In the year 1827 an intrepid 16-year-old named Freeman Talbot disembarked at “The Rapids” as part of a survey team tasked with plotting out the future Sarnia and Moore Townships.

Over the next five months, Talbot explored the dense and unbroken hardwood forest fronting the St. Clair River, blazing trees, wading across streams and killing rattlesnakes as they appeared from under decaying logs.

Much later in life Talbot recorded his memories of that adventure, offering a rare and firsthand glimpse into Sarnia’s earliest days.

He found scatterings of French and British squatters farming along the river, living in small frame and log houses, the gaps filled with lime and sand and the homes whitewashed inside and out.

The survey team hired several strong axemen from among the European families living where Sarnia stands today to hack survey lines through the forest.

“Those people had no laws, no schools, no post office, no newspapers, very few books, no taxes, no customs duties, no doctors, no markets, no officers to direct them municipally or otherwise, and no title whatever to the land they had so long cultivated.

“And still they appeared contented and fairly prosperous,” he wrote.

Talbot spent most of his time in the bush. He was often soaking wet and battling “myriads of mosquitoes” while sleeping under the stars. But he managed a little sightseeing as well.

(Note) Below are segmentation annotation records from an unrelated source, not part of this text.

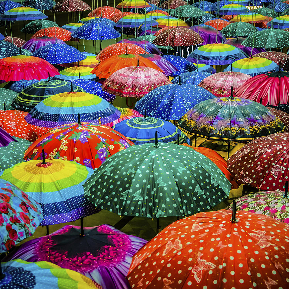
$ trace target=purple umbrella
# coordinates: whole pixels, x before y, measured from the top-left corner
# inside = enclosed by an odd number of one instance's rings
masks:
[[[57,43],[62,44],[66,44],[60,39],[56,39],[54,37],[48,37],[47,36],[43,36],[42,37],[38,37],[37,38],[32,38],[28,40],[23,45],[22,48],[26,49],[33,53],[38,48],[43,46],[45,46],[48,44],[53,44],[57,41]]]

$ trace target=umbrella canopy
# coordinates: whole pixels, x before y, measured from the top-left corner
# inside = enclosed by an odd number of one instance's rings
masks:
[[[199,85],[212,92],[217,97],[229,96],[233,87],[233,96],[236,90],[252,77],[240,72],[223,71],[212,74]]]
[[[125,178],[112,189],[112,180],[107,181],[107,176],[123,173]],[[197,180],[200,178],[201,184]],[[206,157],[189,148],[164,143],[133,146],[116,154],[84,185],[86,197],[101,208],[151,218],[208,209],[227,199],[231,187]]]
[[[205,100],[178,121],[190,135],[210,139],[251,140],[282,131],[284,125],[267,108],[238,97]]]
[[[2,179],[0,185],[0,250],[3,252],[32,236],[43,217],[39,204],[18,188]]]
[[[234,61],[231,65],[227,66],[224,71],[241,72],[251,76],[255,76],[268,71],[278,71],[279,69],[277,64],[269,59],[252,57]]]
[[[172,284],[180,288],[286,288],[287,226],[243,211],[237,212],[237,222],[232,215],[227,210],[204,212],[169,225],[134,256],[131,286],[141,281],[143,289]],[[153,265],[160,258],[161,266]],[[158,268],[150,274],[154,268]]]
[[[9,81],[39,79],[59,74],[50,63],[34,56],[19,55],[0,60],[0,79]]]
[[[113,73],[105,81],[102,88],[111,94],[138,98],[142,97],[157,87],[171,83],[164,74],[155,69],[143,66],[131,66]]]
[[[122,42],[107,46],[99,52],[98,56],[99,61],[101,62],[113,55],[119,55],[126,53],[136,55],[145,53],[144,49],[135,44]]]
[[[48,160],[73,161],[95,169],[114,154],[134,145],[106,126],[79,123],[64,125],[43,134],[26,150],[24,158],[41,159],[44,148]]]
[[[264,105],[277,105],[289,103],[289,92],[286,88],[288,85],[289,72],[268,72],[248,80],[239,87],[236,93],[239,97]]]
[[[160,118],[147,117],[145,113],[144,117],[124,120],[112,127],[135,144],[154,143],[156,131],[160,142],[176,144],[178,139],[181,143],[189,141],[186,135],[171,123]]]
[[[228,159],[228,169],[239,184],[260,190],[284,190],[289,172],[288,140],[288,133],[254,140]]]
[[[49,262],[30,262],[16,259],[2,265],[5,277],[0,284],[9,288],[41,289],[47,286],[50,289],[102,288],[82,274]]]
[[[196,104],[215,97],[202,88],[187,84],[169,84],[149,92],[136,104],[142,113],[166,120],[177,120]]]
[[[44,99],[30,111],[28,123],[55,127],[81,121],[105,124],[117,119],[120,112],[100,97],[83,92],[63,92]]]
[[[80,238],[80,235],[83,236]],[[129,289],[126,276],[131,258],[146,242],[109,225],[85,227],[82,232],[80,227],[67,225],[47,236],[25,242],[17,254],[23,259],[34,262],[49,260],[62,268],[73,270],[74,273],[85,275],[103,288]],[[13,258],[18,257],[16,255]],[[74,261],[79,259],[85,261]],[[62,270],[70,271],[68,269]],[[87,278],[83,277],[84,280]],[[88,288],[84,285],[75,288]]]
[[[222,65],[231,64],[236,59],[245,58],[238,48],[228,44],[206,44],[195,49],[187,58],[190,62],[201,64]]]
[[[83,92],[80,88],[73,86],[73,91]],[[71,90],[71,84],[60,80],[42,80],[23,88],[14,99],[12,106],[15,109],[29,111],[43,99],[51,95]]]
[[[86,58],[84,53],[75,47],[60,43],[46,45],[38,49],[33,55],[52,64],[70,63]]]

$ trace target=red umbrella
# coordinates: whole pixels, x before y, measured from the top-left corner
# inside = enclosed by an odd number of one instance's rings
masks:
[[[0,59],[0,79],[6,81],[23,79],[40,80],[58,75],[58,70],[47,61],[38,57],[25,55]]]
[[[253,76],[235,92],[238,97],[277,105],[289,103],[289,72],[274,71]]]
[[[115,95],[142,97],[157,87],[171,83],[164,74],[155,69],[132,66],[116,71],[102,87],[105,91]]]
[[[289,227],[236,213],[199,213],[169,225],[134,256],[131,288],[288,288]]]
[[[62,41],[68,41],[70,39],[71,35],[71,32],[66,29],[54,26],[40,29],[33,35],[31,38],[37,38],[47,36],[54,38],[56,37]]]
[[[193,30],[183,27],[174,27],[159,33],[153,44],[164,46],[188,46],[199,44],[204,40]]]
[[[223,71],[207,77],[198,84],[211,92],[217,97],[230,96],[231,87],[233,87],[233,96],[235,91],[240,85],[252,76],[235,71]]]
[[[254,140],[228,159],[228,168],[239,184],[260,190],[284,190],[289,178],[289,133]]]

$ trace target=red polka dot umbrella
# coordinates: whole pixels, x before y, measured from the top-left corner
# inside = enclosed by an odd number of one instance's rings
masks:
[[[0,126],[11,136],[31,142],[51,129],[29,124],[24,118],[28,114],[20,110],[0,110]]]
[[[212,74],[206,77],[199,84],[211,92],[217,97],[230,96],[231,87],[233,87],[233,96],[235,91],[246,80],[252,77],[250,75],[235,71],[223,71]]]
[[[274,134],[246,144],[228,159],[239,184],[260,190],[284,190],[289,178],[289,133]]]
[[[232,221],[230,211],[204,212],[169,225],[134,256],[131,288],[288,288],[289,227],[263,215],[236,215]]]
[[[99,52],[98,56],[99,61],[101,62],[113,55],[119,55],[126,53],[137,55],[145,53],[146,52],[144,49],[135,44],[122,42],[109,45]]]
[[[183,27],[167,29],[160,33],[153,44],[163,46],[188,46],[199,44],[204,40],[196,32]]]

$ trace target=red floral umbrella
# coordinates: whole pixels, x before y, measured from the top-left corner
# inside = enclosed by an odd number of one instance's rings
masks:
[[[199,44],[204,40],[196,32],[184,27],[174,27],[159,33],[153,44],[164,46],[188,46]]]
[[[0,110],[0,126],[11,136],[34,142],[50,129],[29,124],[24,119],[28,112]]]
[[[5,57],[0,59],[0,80],[6,81],[24,79],[39,80],[59,74],[58,70],[46,60],[25,55]]]
[[[69,41],[71,35],[71,32],[66,29],[54,26],[40,29],[33,35],[31,38],[37,38],[47,36],[54,38],[56,37],[62,41]]]
[[[102,85],[103,90],[120,96],[142,97],[159,86],[171,84],[164,73],[150,67],[132,66],[116,71]]]
[[[289,103],[289,72],[274,71],[253,76],[236,90],[238,97],[277,105]]]
[[[106,126],[88,123],[65,124],[41,136],[26,150],[23,158],[42,159],[45,148],[48,160],[74,161],[94,169],[111,155],[134,145]]]
[[[103,61],[113,55],[120,54],[138,54],[145,53],[144,49],[135,44],[131,43],[122,42],[112,44],[104,48],[98,54],[99,61]]]
[[[228,169],[239,184],[284,190],[289,177],[288,144],[288,133],[256,138],[228,159]]]
[[[222,210],[169,225],[134,256],[131,288],[288,288],[288,227],[245,211],[236,217]]]
[[[241,72],[223,71],[208,76],[198,84],[198,86],[208,90],[217,97],[230,96],[232,86],[233,96],[235,97],[235,90],[251,77]]]

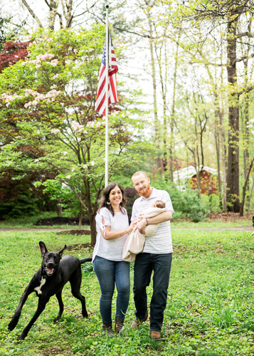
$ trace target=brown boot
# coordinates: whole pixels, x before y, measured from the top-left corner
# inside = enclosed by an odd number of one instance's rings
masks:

“The first American soldiers I ever saw were across the river at Fort Gratiot. Several times we boys crossed the river in a canoe to see the soldiers on parade, and we thought it was a grand one,” he said.

Talbot is silent about the Chippewa who already lived here, but his account suggests the settlers had learned a great deal from them.

Tea was brewed from sassafras trees and sweetened with maple sugar or honey from bee trees in the forest.

“Fish from the river and the lake, ducks and pigeons on every hand, thousand of good fat muskrats in the marshes and lake immediately east of (Sarnia), with the pork killed in the autumn, were sufficient for the largest family all of the year,” he wrote.

And for the things nature couldn’t provide the settlers organized trading parties.

“Six or eight men would prepare for a visit to Detroit twice every summer, two canoes would be laden with butter, eggs, fruits, furs, feathers and a few smoked hams, sufficed to purchase all that their families actually required. The trip to Detroit and back again was made in good weather in about eight days. On the downward trip paddles were the only propelling power used, on the homeward trip when the winds were favorable a blanket was hoisted for a sail …”

Freeman Talbot would later marry and have 10 children. He died in Saskatchewan in 1903 at the age of 92.